Abstract
Integration of renewable sources into energy grids has reduced carbon emission, but their intermittent nature is of major concern to the utilities. In order to provide an uninterrupted energy supply, a prior idea about the total possible electricity consumption of the consumers is a necessity. In this paper, we have introduced a deep learning based load forecasting model designed using dilated causal convolutional layers. The model can efficiently capture trends and multi-seasonality from historic load data. Proposed model gives encouraging results when tested on synthetic and real life time series datasets.
You have full access to this open access chapter, Download conference paper PDF
Similar content being viewed by others
Keywords
- Load forecasting
- Smart grids
- Deep learning
- Dilated causal convolutional network
- Renewable energy resource
1 Introduction
Load forecasting problem, commonly occurring in the context of smart grid systems deals with prediction of future energy demands of consumers based on their previous load consumption. There has been an extensive research in load forecasting problems, however prediction of future loads with high accuracy remains an open problem till date.

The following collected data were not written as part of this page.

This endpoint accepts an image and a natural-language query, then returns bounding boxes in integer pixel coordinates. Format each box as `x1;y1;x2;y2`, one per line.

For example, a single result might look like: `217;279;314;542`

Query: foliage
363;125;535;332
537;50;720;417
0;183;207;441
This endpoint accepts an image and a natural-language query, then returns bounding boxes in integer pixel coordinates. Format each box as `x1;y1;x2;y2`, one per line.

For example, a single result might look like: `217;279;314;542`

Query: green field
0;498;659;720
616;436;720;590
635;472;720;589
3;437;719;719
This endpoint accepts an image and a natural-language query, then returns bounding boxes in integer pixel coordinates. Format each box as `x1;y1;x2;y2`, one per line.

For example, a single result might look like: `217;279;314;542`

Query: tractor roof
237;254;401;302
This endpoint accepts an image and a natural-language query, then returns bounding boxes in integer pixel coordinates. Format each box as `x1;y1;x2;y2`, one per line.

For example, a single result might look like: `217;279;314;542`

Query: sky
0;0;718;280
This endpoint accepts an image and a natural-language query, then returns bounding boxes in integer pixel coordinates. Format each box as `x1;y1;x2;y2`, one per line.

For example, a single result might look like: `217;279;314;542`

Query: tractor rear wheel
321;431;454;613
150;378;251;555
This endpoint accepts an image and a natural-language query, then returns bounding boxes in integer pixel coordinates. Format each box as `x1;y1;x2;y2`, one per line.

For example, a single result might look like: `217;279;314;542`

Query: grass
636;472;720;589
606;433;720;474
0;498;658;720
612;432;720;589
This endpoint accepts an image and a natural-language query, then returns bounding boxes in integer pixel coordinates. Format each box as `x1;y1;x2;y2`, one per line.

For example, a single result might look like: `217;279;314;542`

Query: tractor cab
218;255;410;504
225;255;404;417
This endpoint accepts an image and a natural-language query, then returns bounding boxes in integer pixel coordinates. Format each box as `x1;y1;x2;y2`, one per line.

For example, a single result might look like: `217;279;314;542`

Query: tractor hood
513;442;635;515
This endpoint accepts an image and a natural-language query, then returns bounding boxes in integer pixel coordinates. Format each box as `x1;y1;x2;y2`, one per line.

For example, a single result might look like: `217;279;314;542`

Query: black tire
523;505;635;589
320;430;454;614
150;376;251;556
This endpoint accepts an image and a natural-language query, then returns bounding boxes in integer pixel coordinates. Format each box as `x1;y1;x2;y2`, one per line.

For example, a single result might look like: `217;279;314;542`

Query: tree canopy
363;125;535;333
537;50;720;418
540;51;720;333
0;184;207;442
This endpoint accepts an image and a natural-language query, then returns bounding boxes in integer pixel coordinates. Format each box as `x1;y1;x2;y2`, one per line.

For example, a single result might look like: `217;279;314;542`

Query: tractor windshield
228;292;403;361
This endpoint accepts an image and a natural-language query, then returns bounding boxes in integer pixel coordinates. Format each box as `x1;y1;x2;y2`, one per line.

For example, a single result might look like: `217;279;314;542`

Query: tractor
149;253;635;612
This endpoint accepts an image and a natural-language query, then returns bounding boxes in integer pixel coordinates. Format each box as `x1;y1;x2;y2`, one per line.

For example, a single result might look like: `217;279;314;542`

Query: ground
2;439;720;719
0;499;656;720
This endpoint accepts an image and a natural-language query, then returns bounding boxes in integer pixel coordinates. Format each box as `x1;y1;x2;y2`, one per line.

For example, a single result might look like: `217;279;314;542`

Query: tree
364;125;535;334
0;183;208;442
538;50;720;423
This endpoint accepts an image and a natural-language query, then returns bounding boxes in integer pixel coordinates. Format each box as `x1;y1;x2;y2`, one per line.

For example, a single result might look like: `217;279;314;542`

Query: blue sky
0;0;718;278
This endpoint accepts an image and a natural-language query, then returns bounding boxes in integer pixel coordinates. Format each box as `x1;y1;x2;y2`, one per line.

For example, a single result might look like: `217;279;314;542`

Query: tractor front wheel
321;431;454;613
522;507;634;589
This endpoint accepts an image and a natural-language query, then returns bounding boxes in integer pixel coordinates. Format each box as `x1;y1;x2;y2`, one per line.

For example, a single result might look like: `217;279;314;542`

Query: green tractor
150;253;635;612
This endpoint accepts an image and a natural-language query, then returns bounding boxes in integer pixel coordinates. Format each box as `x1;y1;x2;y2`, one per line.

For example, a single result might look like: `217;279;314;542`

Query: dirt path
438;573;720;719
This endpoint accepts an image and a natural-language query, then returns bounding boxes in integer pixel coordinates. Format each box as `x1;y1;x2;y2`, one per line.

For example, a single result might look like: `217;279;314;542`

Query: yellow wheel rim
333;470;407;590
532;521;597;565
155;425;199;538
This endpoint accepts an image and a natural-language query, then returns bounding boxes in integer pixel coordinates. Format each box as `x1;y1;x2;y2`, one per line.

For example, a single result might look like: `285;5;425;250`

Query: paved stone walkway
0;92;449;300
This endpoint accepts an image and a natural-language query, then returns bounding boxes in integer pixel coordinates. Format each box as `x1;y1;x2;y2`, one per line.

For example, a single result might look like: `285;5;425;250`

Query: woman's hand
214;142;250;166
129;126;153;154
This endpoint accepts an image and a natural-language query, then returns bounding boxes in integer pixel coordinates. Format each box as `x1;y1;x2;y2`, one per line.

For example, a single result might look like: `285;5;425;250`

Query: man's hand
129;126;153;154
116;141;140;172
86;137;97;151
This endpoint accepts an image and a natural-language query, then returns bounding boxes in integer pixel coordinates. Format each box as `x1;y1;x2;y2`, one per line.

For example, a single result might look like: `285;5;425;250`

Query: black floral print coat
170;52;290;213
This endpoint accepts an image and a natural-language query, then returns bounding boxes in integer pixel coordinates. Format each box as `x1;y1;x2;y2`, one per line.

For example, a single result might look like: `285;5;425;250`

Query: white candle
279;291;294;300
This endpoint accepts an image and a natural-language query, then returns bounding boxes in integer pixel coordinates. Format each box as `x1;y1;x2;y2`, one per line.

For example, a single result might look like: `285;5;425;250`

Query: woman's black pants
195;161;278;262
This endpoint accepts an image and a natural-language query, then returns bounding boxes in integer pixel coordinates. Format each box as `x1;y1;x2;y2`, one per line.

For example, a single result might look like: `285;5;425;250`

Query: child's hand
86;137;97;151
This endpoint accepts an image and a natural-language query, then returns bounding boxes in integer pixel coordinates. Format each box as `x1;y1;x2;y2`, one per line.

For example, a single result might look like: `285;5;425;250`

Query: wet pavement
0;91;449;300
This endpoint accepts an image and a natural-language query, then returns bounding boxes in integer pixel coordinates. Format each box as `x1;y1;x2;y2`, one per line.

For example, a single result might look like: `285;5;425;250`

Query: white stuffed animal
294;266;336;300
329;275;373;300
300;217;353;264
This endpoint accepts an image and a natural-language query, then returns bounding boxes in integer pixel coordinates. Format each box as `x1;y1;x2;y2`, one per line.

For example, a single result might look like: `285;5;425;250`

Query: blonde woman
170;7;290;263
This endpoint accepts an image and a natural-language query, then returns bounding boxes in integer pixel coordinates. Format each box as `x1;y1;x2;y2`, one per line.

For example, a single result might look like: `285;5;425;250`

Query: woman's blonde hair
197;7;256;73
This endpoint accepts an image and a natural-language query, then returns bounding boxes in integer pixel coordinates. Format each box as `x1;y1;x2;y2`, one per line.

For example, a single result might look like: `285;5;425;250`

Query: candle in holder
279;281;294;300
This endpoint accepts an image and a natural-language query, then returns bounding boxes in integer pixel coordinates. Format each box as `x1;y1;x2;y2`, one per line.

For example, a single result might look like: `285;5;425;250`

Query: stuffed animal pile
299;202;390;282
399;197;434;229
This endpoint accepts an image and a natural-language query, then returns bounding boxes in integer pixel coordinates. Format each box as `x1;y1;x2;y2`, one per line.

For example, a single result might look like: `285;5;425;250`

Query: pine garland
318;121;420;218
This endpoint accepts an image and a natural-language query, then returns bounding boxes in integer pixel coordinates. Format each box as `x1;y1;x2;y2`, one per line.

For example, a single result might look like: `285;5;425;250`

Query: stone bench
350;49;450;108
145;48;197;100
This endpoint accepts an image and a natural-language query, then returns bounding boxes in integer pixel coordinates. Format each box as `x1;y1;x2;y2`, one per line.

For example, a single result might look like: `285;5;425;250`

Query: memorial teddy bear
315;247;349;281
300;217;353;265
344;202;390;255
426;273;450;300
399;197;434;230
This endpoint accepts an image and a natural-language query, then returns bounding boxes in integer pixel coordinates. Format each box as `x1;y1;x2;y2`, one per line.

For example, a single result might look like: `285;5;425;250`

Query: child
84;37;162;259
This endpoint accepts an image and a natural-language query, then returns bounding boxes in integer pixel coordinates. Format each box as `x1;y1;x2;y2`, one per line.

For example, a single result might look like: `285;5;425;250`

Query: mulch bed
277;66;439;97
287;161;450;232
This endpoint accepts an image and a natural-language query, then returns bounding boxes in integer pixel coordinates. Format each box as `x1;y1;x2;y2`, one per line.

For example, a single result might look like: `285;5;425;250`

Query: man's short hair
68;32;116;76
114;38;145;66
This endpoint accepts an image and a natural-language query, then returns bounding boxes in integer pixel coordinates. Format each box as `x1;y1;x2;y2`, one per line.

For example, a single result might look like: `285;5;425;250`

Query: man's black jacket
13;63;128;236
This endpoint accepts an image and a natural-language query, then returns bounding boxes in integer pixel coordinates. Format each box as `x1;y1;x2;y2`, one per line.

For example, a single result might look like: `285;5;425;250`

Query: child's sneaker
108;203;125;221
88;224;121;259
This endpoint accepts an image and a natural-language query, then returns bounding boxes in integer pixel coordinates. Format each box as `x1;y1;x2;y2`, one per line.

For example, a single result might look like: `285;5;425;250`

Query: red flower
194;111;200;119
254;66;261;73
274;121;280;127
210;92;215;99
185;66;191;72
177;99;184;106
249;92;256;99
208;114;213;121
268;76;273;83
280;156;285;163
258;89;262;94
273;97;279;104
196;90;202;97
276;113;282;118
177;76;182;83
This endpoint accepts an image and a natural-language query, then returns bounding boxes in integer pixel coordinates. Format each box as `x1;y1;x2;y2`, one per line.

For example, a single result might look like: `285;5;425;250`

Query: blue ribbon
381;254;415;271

With the advancement of deep learning models, the complex patterns in sequential input data like in time series, can now be better identified over conventional machine learning models. Recently, deep neural network (DNN) based models have proved to be useful in load forecasting problems. In [14], authors use a DNN based model for load forecasting that was trained in two different ways - using a pre-trained restricted Boltzmann machine (RBM) and using the rectified linear unit (ReLu) without pre-training. To better capture the temporal dependencies from historical load data, some state-of-the-art deep learning models have been proposed - recurrent neural networks (RNN) [5, 15, 16], long short term memory (LSTM) [9, 10, 13] and convolutional neural networks (CNN) [2, 3]. In [10] LSTM based predictive models have been used for individual house level forecasts and aggregate level forecasts. Authors show that as the level of aggregation decreases, the accuracy drops but do not state a reason for the same. However later in [9], authors say that accuracy at individual house level can be improved if appliance readings of the house are included in training data. Rahman et al. in [13] has shown that in addition to short term dependencies, LSTM models can capture long term dependencies by obtaining long-term hour ahead forecasts in case of energy buildings. However the RNN and LSTM based models have long training time and suffers from overfitting due to vanishing gradient problem. The advantage of CNN over other two popular DNN based models is that CNN can be trained efficiently on a smaller training dataset without compromising the performance and the over fitting issue. Though the sliding filters in CNN helps to identify the patterns from historic load data for future load prediction, to access a broader range of history to capture the trend and seasonality, Borovykh et al. in [3] used dilated convolutional neural network (DCNN) for the first time in load forecasting problem. Inspired by Wavenet architecture [11], the DCNN based model in [3] called Augmented Wavenet, has a deep stack of dilated convolution layers which comprehends from a wide range of historic data when forecasting the future values.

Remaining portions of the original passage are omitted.